Outbound travel contributes more than £22 billion a year to the UK economy or 1.6% of GDP, research commissioned by Abta has found.
The sector has an even bigger impact when the indirect impact of suppliers is added, rising to more than £54 billion or 3.8% of UK GDP. Yet this contribution is frequently ignored.
Abta released the findings, conducted by the Centre for Economics and Business Research (Cebr), at its Travel Matters conference in London yesterday.
The association’s senior public affairs and research manager Stephen D’Alfonso said: “Few other industries can boast of the potential to encourage growth all over the country.”
He said there is a sizeable amount of research on the impact of domestic and inbound travel, but nothing until now on outbound.

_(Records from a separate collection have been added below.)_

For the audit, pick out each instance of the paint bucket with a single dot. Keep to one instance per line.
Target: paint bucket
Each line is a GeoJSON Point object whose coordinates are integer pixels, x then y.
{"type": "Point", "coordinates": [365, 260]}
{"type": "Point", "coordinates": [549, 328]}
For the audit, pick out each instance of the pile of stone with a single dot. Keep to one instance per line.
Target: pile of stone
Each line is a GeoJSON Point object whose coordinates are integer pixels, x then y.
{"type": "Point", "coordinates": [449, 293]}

D’Alfonso told the conference: “The sector touches a critical mass of other sectors. The discourse needs to change from talk of a ‘tourism deficit’. The industry is interconnected and interdependent.”

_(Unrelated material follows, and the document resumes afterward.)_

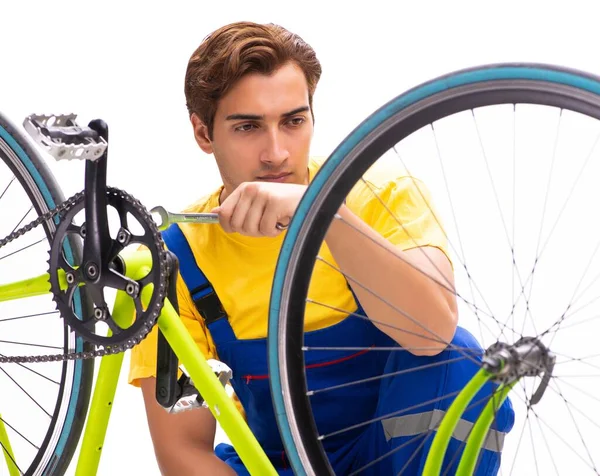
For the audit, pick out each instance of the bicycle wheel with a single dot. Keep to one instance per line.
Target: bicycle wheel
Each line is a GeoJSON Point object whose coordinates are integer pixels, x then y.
{"type": "Point", "coordinates": [528, 102]}
{"type": "Point", "coordinates": [42, 406]}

The study found UK holidaymakers spend an average £532 a head on products and services before they depart on an overseas holiday, amounting to £31.2 billion a year – almost as much as total spending abroad (£31.6 billion).
This includes spending at travel agents and on clothes and accessories, cameras, and toiletries. Almost £1.8 billion is spent by outbound holidaymakers at UK duty-free.
The report calculates the tax take from the outbound sector at £6 billion a year, with £1.2 billion raised from indirect taxes such as Air Passenger Duty.
It points out this represents a significant contribution to the Treasury.
The study reveals the sector maintains 620,000 people in full-time employment, more than the arts, entertainment and recreation sectors combined, and accounts for 2.6% of the UK workforce.
However, when jobs at suppliers to the industry are included, this figure rises to 5.2% of the workforce.
Abta chief executive Mark Tanzer said: “For too long it has been assumed that by going abroad on holiday, money is being taken out of the UK economy.
“This report proves conclusively that the foreign holiday market makes a huge contribution. The government must recognise and support outbound travel to deliver growth to the wider economy.”
He told the conference: “Inbound, outbound and domestic tourism are complimentary. They are part of one industry, they share the same infrastructure.”
Tourism minister John Penrose welcomed the research, saying: “I appreciate the work done by Abta on the contribution of the outbound trade. We all know outbound travel is big and important, but this report provides the facts underpinning that when I put the case in Whitehall.”
He said: “It is not right to talk about a tourism deficit. Any economy needs a mix of imports and exports and I’m making that point strongly across Whitehall.”